AWS Lambda supports batch windows of up to 5 minutes for functions with Amazon SQS as an event source – this is helpful if you’ve got a system populating a queue, and you want to process the messages off the back of that queue in batches for efficiency. If your Lambda functions are only processing single SQS messages, and you can afford to wait, this can improve the efficiency.

AWS Step Functions increases payload size to 256KB – this is such a basic change, but huge. AWS Step Functions only used to handle 32KB of state, which can be very limiting because it even includes the names of the JSON keys. AWS Step Functions and Lambda are often used very closely together, and AWS Lambda supports 256KB of payload, so it makes sense for these to be the same. Ghandhar Tannu from AWS asked us for feedback on this a few months before it was launched, and I asked for exactly this – so I can confidently say that AWS does listen if you provide feedback.

Amazon EventBridge adds Server-Side Encryption (SSE) and increases default quotas – it caught me by surprise that EventBridge wasn’t encrypted at rest by default in a security review I was doing.
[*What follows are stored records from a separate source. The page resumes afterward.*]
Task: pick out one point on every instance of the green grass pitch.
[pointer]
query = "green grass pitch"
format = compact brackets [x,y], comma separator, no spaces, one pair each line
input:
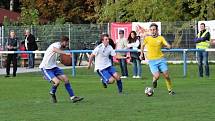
[26,98]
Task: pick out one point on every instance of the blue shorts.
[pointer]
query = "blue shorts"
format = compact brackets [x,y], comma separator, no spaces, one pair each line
[49,74]
[159,65]
[106,73]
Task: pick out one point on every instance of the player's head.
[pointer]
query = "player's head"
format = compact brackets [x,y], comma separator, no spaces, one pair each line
[12,34]
[105,39]
[202,26]
[27,32]
[154,29]
[64,41]
[121,33]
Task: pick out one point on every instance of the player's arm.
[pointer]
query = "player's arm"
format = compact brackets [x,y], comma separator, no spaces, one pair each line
[142,50]
[90,60]
[166,44]
[60,51]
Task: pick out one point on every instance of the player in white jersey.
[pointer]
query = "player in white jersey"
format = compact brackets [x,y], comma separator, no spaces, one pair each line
[103,64]
[53,73]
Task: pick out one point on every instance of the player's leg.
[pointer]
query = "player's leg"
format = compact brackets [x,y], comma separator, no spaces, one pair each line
[206,64]
[115,76]
[104,80]
[63,77]
[50,76]
[8,62]
[164,69]
[200,63]
[14,64]
[155,72]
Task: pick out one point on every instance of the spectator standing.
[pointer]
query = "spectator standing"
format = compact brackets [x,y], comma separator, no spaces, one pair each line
[203,42]
[12,45]
[134,43]
[30,45]
[121,44]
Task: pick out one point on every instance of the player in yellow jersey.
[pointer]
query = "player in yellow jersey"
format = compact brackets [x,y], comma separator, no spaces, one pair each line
[157,63]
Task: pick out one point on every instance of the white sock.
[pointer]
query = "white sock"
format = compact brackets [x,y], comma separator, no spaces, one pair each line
[72,97]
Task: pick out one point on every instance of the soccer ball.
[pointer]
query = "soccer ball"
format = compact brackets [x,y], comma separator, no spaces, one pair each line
[149,91]
[66,59]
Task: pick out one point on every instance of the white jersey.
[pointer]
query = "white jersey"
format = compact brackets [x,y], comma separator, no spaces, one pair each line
[50,58]
[102,56]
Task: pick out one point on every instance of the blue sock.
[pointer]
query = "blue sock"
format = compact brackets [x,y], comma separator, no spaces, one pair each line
[119,85]
[53,89]
[69,89]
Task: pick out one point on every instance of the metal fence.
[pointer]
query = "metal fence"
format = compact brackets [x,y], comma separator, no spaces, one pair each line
[179,34]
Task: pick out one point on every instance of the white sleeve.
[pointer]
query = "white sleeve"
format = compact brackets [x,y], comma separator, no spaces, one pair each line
[113,53]
[95,51]
[136,44]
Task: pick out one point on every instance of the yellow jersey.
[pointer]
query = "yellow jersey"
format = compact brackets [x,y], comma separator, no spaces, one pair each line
[153,46]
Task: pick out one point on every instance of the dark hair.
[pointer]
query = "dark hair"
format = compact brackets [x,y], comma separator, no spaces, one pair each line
[121,31]
[102,36]
[155,25]
[203,24]
[64,38]
[130,39]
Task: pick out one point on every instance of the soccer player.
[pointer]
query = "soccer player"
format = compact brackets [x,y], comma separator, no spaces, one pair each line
[103,64]
[53,73]
[156,60]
I couldn’t believe that AWS introduced a new service that wasn’t encrypted by default, so it was great to cross a risk off my list by seeing this added to the service.
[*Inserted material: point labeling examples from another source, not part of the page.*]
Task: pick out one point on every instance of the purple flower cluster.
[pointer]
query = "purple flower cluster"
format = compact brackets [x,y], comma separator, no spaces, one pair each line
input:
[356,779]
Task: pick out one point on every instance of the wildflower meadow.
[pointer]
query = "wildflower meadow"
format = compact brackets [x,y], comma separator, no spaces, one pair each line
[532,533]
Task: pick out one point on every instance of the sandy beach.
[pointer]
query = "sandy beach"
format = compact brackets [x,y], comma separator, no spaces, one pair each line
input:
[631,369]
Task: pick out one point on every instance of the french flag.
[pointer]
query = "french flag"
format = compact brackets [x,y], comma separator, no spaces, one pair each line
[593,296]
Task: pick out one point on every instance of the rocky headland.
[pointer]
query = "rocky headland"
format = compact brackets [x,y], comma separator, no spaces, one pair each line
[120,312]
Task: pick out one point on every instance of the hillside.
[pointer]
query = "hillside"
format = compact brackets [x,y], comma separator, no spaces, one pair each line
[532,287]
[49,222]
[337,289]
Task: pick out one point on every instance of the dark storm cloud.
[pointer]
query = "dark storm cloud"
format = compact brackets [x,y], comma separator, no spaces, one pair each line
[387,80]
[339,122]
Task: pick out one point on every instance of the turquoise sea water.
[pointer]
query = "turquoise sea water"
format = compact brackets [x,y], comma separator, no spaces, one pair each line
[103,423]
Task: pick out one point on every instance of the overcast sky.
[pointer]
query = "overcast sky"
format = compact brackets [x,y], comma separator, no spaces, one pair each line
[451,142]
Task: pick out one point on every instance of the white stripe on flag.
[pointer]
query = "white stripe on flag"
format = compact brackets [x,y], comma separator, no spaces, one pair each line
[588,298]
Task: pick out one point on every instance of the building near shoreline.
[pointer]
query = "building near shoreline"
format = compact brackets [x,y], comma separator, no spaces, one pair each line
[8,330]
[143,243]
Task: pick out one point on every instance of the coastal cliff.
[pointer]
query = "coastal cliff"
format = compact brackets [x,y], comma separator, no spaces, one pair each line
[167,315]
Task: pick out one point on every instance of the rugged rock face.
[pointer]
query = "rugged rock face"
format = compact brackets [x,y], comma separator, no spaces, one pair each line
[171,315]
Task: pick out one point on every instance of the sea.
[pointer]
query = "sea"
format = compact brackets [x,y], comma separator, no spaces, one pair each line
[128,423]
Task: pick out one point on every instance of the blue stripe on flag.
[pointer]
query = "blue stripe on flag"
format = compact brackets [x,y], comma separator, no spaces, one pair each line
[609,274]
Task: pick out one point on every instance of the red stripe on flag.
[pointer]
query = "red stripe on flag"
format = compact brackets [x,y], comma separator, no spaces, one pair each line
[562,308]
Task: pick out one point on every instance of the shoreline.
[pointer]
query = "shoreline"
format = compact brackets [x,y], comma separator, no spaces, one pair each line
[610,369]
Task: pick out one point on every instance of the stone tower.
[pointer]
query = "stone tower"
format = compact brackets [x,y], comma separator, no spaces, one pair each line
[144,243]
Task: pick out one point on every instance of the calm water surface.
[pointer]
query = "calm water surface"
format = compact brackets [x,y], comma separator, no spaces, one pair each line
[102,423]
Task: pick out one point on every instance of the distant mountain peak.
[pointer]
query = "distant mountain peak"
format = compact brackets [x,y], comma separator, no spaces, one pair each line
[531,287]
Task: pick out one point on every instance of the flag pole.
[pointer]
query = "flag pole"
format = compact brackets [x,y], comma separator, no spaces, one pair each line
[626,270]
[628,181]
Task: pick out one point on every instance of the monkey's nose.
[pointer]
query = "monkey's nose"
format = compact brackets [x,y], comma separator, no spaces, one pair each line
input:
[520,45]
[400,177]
This isn’t strictly within the last year, but I think it’s so important that it’s worth pointing out CloudWatch Embedded Metric Format. When I first saw this change, I wasn’t really interested in it because I was midway through a project and we’d already nailed our metrics strategy. But this year when I was starting a new project I decided to use it and it saved us a lot of time. We could use the client SDK, drop a line or two into the code that writes to the logs, and we got a CloudWatch Metric that we could report on, without having to scrape the logs or harm our latency by using an API push.

Snowcone was introduced in the summer. It’s the newest smallest member of the AWS Snow family – a set of capabilities to migrate storage into the cloud, proving 4GB of RAM, 2 CPUs and 8TB of storage at the edge. I can see this being useful for both migrating on-premises data, or simply providing cost-effective temporary compute to edge locations, such as warehouses or retail buildings, without having to send an engineer out.

When I first saw PartiQL for DynamoDB being announced, I was both intrigued and horrified. I was intrigued that there might be some new features coming to DynamoDB that changed its model completely and made a new query language something that would be useful, but also worried because one of the nice things about DynamoDB is that it is predictable due to its simplicity. Most SQL implementations are Turing complete, so you can write a SQL query that is impractical to execute, and many developers seem to like to have a go at proving this.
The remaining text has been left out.